Il caso Huawei spaventa le Borse. Piazza Affari parte male, spread a 280

Seduta pesante sui mercati finanziari europei, con gli indici che perdono oltre il 2%, sulla scia della Borsa di Tokyo e delle Borse cinesi, con il caso Huawei che irrompe
nella già fragile tregua tra Usa e Cina sul tema dazi. In rosso anche i future sugli indici Usa. Nella notte è arrivata la
notizia dell’arresto, in Canada, della direttrice finanziaria del colosso cinese Huawei, Meng Wanzhou, figlia del fondatore del gruppo Ren Zhengfei, per effetto di una richiesta di estradizione negli Usa nell’ambito
di indagini sulla violazione di sanzioni all’Iran. «L’arresto avviene sullo sfondo di preoccupazioni legate al commercio
e alla tecnologia, nonché alla sicurezza informatica nel momento in cui si utilizza hardware cinese per i sistemi It», commenta
Michael Hewson di CMC Markets UK. L’arresto e le possibili sanzioni alla società «potrebbero far deragliare tutto ciò che
è stato concordato nel fine settimana tra il Presidente XI e Trump», spiega l’analista.
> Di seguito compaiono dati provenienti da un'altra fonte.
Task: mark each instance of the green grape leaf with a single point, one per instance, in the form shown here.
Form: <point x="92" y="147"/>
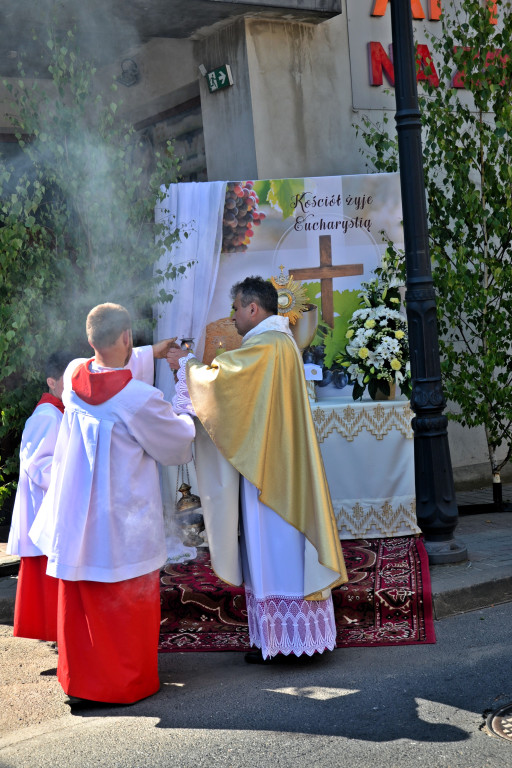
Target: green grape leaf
<point x="282" y="194"/>
<point x="262" y="188"/>
<point x="345" y="303"/>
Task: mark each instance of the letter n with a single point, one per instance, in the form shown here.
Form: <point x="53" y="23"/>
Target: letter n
<point x="425" y="66"/>
<point x="379" y="60"/>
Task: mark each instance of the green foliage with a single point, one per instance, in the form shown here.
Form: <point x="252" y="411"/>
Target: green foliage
<point x="282" y="193"/>
<point x="467" y="137"/>
<point x="344" y="303"/>
<point x="76" y="227"/>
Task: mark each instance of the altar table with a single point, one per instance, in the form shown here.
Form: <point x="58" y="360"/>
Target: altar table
<point x="368" y="452"/>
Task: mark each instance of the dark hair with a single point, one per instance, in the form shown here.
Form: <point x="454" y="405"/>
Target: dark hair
<point x="105" y="323"/>
<point x="57" y="364"/>
<point x="258" y="290"/>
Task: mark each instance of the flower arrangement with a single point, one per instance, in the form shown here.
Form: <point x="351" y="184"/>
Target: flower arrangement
<point x="377" y="351"/>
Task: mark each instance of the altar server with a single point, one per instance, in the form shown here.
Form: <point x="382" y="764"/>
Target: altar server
<point x="252" y="405"/>
<point x="35" y="610"/>
<point x="101" y="522"/>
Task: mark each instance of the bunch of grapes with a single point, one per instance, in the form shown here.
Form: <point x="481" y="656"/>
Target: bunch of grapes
<point x="240" y="216"/>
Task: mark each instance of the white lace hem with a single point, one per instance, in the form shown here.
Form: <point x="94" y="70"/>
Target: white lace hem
<point x="290" y="624"/>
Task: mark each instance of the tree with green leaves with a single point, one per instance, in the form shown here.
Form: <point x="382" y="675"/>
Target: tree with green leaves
<point x="467" y="139"/>
<point x="76" y="227"/>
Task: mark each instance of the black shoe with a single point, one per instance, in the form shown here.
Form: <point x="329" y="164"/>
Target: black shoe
<point x="256" y="657"/>
<point x="76" y="703"/>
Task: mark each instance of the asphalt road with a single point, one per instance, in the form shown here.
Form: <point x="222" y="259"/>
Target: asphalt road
<point x="354" y="708"/>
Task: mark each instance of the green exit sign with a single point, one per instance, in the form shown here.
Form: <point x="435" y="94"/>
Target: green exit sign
<point x="219" y="78"/>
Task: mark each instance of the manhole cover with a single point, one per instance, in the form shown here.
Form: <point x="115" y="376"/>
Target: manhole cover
<point x="499" y="723"/>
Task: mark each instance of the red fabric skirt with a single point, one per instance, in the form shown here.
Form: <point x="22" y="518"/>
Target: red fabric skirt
<point x="107" y="636"/>
<point x="35" y="610"/>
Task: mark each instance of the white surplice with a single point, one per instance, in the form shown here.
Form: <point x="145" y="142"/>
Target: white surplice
<point x="101" y="519"/>
<point x="273" y="556"/>
<point x="36" y="455"/>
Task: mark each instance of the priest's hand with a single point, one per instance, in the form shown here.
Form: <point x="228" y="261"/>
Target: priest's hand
<point x="174" y="355"/>
<point x="161" y="348"/>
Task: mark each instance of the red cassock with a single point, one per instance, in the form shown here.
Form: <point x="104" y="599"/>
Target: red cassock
<point x="35" y="611"/>
<point x="108" y="638"/>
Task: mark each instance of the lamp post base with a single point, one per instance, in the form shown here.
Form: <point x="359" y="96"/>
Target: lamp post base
<point x="446" y="552"/>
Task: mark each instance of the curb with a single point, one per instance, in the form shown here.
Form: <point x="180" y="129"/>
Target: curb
<point x="472" y="598"/>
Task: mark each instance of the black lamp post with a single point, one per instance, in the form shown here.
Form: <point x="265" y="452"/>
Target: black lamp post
<point x="435" y="494"/>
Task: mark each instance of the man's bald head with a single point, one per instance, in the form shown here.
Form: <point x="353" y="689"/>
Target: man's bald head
<point x="105" y="323"/>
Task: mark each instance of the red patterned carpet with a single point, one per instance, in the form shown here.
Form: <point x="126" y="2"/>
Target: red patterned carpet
<point x="387" y="601"/>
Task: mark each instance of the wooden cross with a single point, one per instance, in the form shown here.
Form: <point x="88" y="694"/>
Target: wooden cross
<point x="326" y="272"/>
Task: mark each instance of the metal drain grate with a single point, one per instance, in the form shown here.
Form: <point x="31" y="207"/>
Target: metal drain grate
<point x="499" y="723"/>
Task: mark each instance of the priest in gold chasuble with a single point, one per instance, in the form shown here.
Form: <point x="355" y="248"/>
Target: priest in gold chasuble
<point x="266" y="503"/>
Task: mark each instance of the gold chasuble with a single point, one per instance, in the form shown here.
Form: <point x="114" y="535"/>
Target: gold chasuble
<point x="253" y="404"/>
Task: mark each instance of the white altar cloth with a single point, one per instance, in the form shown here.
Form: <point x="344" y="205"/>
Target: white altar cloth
<point x="368" y="452"/>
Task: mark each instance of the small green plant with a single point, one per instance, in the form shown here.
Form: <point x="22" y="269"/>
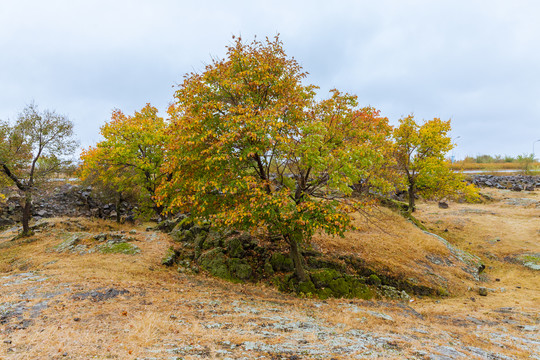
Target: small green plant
<point x="119" y="248"/>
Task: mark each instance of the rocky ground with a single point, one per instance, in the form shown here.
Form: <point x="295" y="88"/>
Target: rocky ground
<point x="83" y="289"/>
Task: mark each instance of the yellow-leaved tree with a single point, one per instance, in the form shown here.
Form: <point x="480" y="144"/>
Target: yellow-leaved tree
<point x="130" y="157"/>
<point x="420" y="152"/>
<point x="251" y="148"/>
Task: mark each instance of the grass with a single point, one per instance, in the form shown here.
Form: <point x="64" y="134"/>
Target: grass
<point x="164" y="307"/>
<point x="460" y="165"/>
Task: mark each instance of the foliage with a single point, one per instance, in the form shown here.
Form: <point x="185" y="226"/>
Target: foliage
<point x="420" y="155"/>
<point x="33" y="149"/>
<point x="130" y="157"/>
<point x="251" y="148"/>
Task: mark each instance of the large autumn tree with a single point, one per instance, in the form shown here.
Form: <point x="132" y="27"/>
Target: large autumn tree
<point x="130" y="157"/>
<point x="420" y="154"/>
<point x="250" y="148"/>
<point x="33" y="148"/>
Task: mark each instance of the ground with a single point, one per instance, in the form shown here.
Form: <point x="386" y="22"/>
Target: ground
<point x="77" y="301"/>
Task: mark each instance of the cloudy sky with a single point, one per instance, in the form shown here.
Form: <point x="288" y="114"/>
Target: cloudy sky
<point x="475" y="62"/>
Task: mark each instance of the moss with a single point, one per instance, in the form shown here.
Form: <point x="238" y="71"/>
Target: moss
<point x="119" y="248"/>
<point x="306" y="287"/>
<point x="268" y="269"/>
<point x="531" y="258"/>
<point x="240" y="269"/>
<point x="215" y="262"/>
<point x="340" y="287"/>
<point x="322" y="278"/>
<point x="170" y="257"/>
<point x="374" y="280"/>
<point x="281" y="262"/>
<point x="235" y="248"/>
<point x="360" y="291"/>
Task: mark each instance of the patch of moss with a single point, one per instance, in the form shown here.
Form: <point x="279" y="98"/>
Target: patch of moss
<point x="374" y="280"/>
<point x="170" y="257"/>
<point x="119" y="248"/>
<point x="240" y="269"/>
<point x="531" y="258"/>
<point x="281" y="262"/>
<point x="235" y="248"/>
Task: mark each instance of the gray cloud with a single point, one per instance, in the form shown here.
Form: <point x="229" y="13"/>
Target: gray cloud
<point x="477" y="64"/>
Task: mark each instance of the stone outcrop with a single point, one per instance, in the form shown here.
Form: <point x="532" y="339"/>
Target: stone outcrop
<point x="65" y="200"/>
<point x="509" y="182"/>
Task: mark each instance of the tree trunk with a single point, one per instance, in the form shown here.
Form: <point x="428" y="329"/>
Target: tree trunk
<point x="297" y="259"/>
<point x="27" y="212"/>
<point x="411" y="193"/>
<point x="118" y="201"/>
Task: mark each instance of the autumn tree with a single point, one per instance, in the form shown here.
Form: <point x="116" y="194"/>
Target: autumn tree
<point x="32" y="149"/>
<point x="130" y="157"/>
<point x="251" y="149"/>
<point x="420" y="154"/>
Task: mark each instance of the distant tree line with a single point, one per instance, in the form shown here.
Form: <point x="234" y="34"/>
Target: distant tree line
<point x="247" y="144"/>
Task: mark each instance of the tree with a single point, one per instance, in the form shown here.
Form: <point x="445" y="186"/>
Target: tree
<point x="32" y="149"/>
<point x="526" y="161"/>
<point x="130" y="157"/>
<point x="420" y="154"/>
<point x="250" y="148"/>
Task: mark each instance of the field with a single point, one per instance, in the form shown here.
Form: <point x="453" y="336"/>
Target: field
<point x="83" y="303"/>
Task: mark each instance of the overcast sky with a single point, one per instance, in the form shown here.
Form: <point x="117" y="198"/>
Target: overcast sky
<point x="474" y="62"/>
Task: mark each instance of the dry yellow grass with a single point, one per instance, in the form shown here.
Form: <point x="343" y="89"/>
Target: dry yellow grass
<point x="458" y="165"/>
<point x="204" y="314"/>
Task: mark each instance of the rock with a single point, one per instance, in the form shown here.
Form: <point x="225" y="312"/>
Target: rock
<point x="482" y="291"/>
<point x="381" y="315"/>
<point x="443" y="205"/>
<point x="281" y="262"/>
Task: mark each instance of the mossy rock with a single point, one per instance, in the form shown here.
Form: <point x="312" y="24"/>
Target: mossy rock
<point x="374" y="280"/>
<point x="212" y="240"/>
<point x="361" y="291"/>
<point x="340" y="287"/>
<point x="317" y="263"/>
<point x="268" y="269"/>
<point x="215" y="262"/>
<point x="171" y="256"/>
<point x="281" y="262"/>
<point x="322" y="278"/>
<point x="119" y="248"/>
<point x="240" y="269"/>
<point x="235" y="248"/>
<point x="306" y="287"/>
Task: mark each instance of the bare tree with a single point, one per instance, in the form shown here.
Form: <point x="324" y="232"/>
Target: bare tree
<point x="32" y="149"/>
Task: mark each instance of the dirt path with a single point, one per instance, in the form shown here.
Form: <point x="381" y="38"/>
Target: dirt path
<point x="84" y="304"/>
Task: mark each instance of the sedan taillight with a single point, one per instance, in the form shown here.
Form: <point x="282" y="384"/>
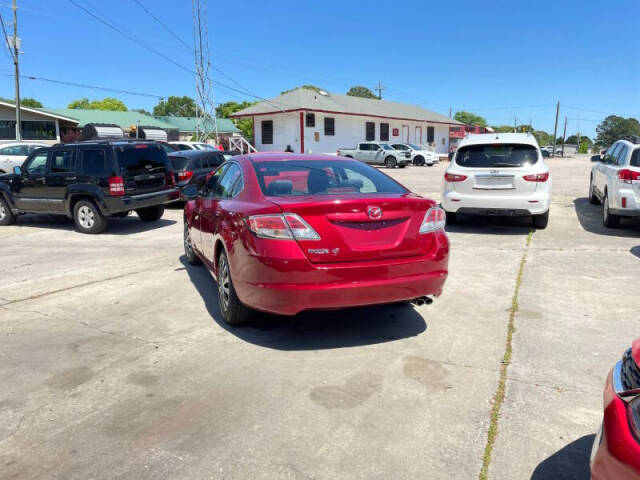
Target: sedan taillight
<point x="434" y="220"/>
<point x="537" y="177"/>
<point x="116" y="186"/>
<point x="284" y="227"/>
<point x="628" y="176"/>
<point x="452" y="177"/>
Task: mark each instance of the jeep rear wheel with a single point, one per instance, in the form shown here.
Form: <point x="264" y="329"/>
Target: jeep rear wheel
<point x="88" y="218"/>
<point x="7" y="217"/>
<point x="390" y="162"/>
<point x="150" y="214"/>
<point x="233" y="311"/>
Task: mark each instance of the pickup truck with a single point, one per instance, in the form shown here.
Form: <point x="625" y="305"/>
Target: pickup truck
<point x="377" y="153"/>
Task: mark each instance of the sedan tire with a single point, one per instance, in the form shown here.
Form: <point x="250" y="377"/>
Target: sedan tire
<point x="609" y="219"/>
<point x="88" y="217"/>
<point x="190" y="255"/>
<point x="7" y="217"/>
<point x="390" y="162"/>
<point x="233" y="311"/>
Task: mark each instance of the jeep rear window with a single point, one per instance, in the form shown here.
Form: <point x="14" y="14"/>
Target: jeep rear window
<point x="139" y="159"/>
<point x="502" y="155"/>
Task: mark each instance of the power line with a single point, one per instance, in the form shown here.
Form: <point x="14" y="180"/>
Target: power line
<point x="163" y="25"/>
<point x="82" y="85"/>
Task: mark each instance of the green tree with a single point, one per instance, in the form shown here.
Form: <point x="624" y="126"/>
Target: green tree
<point x="469" y="118"/>
<point x="107" y="103"/>
<point x="614" y="127"/>
<point x="307" y="87"/>
<point x="225" y="110"/>
<point x="176" y="107"/>
<point x="363" y="92"/>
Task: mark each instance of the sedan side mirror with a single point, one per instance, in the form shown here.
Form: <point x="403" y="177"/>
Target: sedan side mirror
<point x="190" y="192"/>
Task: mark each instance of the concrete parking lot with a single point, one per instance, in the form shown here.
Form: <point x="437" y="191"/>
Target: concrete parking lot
<point x="114" y="363"/>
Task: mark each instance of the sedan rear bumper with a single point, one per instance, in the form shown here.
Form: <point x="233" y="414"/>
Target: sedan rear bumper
<point x="533" y="204"/>
<point x="615" y="450"/>
<point x="293" y="285"/>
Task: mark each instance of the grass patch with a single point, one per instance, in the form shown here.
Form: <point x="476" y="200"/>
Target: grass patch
<point x="498" y="397"/>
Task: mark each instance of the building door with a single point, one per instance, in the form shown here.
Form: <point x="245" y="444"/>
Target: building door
<point x="418" y="136"/>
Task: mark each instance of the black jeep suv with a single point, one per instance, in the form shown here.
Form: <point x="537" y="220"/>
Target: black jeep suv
<point x="90" y="181"/>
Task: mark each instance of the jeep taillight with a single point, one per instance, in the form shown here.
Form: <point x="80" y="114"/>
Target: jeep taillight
<point x="628" y="176"/>
<point x="116" y="186"/>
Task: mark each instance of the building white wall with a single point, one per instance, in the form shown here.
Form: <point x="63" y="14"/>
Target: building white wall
<point x="349" y="130"/>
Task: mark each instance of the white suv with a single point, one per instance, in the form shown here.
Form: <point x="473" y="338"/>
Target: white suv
<point x="615" y="181"/>
<point x="498" y="174"/>
<point x="420" y="156"/>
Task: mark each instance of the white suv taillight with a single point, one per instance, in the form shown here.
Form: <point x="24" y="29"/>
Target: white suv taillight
<point x="434" y="220"/>
<point x="287" y="226"/>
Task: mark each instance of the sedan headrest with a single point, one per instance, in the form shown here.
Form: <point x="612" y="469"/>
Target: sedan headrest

Andamento Piazza Affari FTSE Mib

A Milano vendite generalizzate, Ftse Mib scende sotto quota 19milaIntanto, sul fronte politico italiano, secondo gli analisti di Mps Capital Service «i toni si sono fatti più tenui e collaborativi,
con le parti che sembrano finalmente lavorare meno sui social e più su di un possibile accordo». A questo riguardo, il vice
premier Di Maio ha affemato che «il clima dei colloqui sta cambiando» e stamattina gli ha fatto eco Moscovici affermando «siamo
sulla giusta strada». Il titolo peggiore a Piazza Affari è Diasorin sui minimi da aprile 2018 dopo il downgrade di Kepler: le azioni sono state sospese in asta subito dopo l’avvio e segnano
ora un calo di oltre sei punti percentuali. Male anche Stmicroelectronics che risente del calo dei tech e in più del fatto che è uno dei principali fornitori di Huawei. Male anche Fiat Chrysler Automobiles e tutti i titoli della galassia, penalizzata anche dai timori di tasse-incentivi governativi sul settore auto. Pesanti
le azioni delle società esposte negli Usa e sul tema dazi. Le vendite colpiscono anche le banche, tengono solo le utilities
ma passano in rosso: Enel, Terna, Italgas e A2a limitano le perdite, mentre fuori dal listino principale salgono le Acsm-Agam.

Andamento dello spread Btp / Bund

Petrolio: -3% Wti e Brent, meeting Opec al via senza un accordo Le quotazioni del petrolio scivolano di circa il 3% nel giorno in cui si aprono i lavori del vertice dei Paesi Opec e degli altri Paesi partner, Russia
innanzi tutto, sui livelli di produzione del greggio: le divergenze di posizione tra i vari Paesi, l’incertezza sulle scelte
di Mosca e l’influenza esterna degli Stati Uniti e del presidente Trump che spinge per mantenere i prezzi di bassi per supportare
la crescita globale stanno penalizzando i corsi del Wti e del Brent. Il meeting potrebbe sancire «un taglio dell’output nell’ordine
del milione di barili al giorno per la durata di sei mesi, almeno stando alle indiscrezioni trapelate da un meeting preliminare
di ieri tra Russia e Arabia Saudita» indicano gli analisti di Mps Capital Services anche se la scommessa degli operatori punta
a una intesa più ampia. Il ministro saudita dell’Energia, Khalid al-Falih, ha spiegato che l’Opec ritiene adeguato un taglio
alla produzione e che una riduzione di un milione di barili al giorno potrebbe essere sufficiente per riequilibrare il mercato
ma «al momento non c’è un accordo» e «tutte le opzioni sono sul tavolo». Sotto la lente i rapporti con gli Usa: «Non mi serve
il permesso di un Paese estero per tagliare la produzione» ha detto lo stesso ministro saudita. «Trump è solo un osservatore
esterno all’Opec» ha detto il ministro del petrolio venezuelano Manuel Quevedo. «E’ la prima volta che un presidente degli
Stati Uniti dà istruzioni all’Opec su cosa fare» ha dichiarato il ministro del petrolio iraniano Bijan Namdar Zangeneh aggiungendo
che un prezzo da ritenere accettabile sarebbe tra i 60 e i 70 dollari al barile.